Clodagh leaned in. “Are we talking about a test tube?” she asked conspiratorially.
Anne sighed. “No!’
“What then?” Clo asked fascinated.
“Richard provides a sperm sample and if it’s good
quality the doctor inserts it through some sort of catheter. It’s not sore or anything, maybe a little uncomfortable.”

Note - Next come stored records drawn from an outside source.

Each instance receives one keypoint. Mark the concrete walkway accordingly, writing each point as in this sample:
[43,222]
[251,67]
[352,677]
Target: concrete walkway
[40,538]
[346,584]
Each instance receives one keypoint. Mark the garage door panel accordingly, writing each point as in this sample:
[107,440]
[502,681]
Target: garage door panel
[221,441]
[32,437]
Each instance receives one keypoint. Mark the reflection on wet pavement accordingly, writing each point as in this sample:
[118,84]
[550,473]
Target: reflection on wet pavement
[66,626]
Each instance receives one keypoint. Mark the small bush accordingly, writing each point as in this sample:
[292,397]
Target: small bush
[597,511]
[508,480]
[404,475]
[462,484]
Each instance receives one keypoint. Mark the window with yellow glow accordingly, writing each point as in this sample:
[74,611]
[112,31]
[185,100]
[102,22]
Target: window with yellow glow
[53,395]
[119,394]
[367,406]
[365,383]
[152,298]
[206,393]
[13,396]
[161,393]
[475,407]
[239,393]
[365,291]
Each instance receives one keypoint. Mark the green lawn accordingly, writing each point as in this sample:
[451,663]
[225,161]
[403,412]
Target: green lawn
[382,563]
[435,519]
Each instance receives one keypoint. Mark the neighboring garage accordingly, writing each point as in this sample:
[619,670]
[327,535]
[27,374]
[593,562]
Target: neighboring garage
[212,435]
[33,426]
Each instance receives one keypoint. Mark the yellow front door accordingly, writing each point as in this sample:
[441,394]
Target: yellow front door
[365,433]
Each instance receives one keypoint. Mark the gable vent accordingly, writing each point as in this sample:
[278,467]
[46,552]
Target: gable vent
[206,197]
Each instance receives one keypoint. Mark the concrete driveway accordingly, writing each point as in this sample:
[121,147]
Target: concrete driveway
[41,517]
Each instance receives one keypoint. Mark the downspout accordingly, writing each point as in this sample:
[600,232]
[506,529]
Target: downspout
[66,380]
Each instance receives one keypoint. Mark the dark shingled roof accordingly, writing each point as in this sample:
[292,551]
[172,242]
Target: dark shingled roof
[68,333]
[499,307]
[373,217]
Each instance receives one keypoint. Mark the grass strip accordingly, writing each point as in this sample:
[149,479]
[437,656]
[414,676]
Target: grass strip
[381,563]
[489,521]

“Wow. How long before you know if it’s taken?” I asked.
“The same amount of time as it takes anyone else. I miss a period — I take a test.”
“Exciting,” Clo said. “Just think this time next year you both could be mothers.”
“Yeah, well, I’m not counting my chickens yet. It might not work!’
“Don’t be so negative. You’ve got to be positive to be positive,” Clo said laughing at herself
“You really are a bloody moron,” Anne laughed. “Seriously, what are your chances?” Clo asked.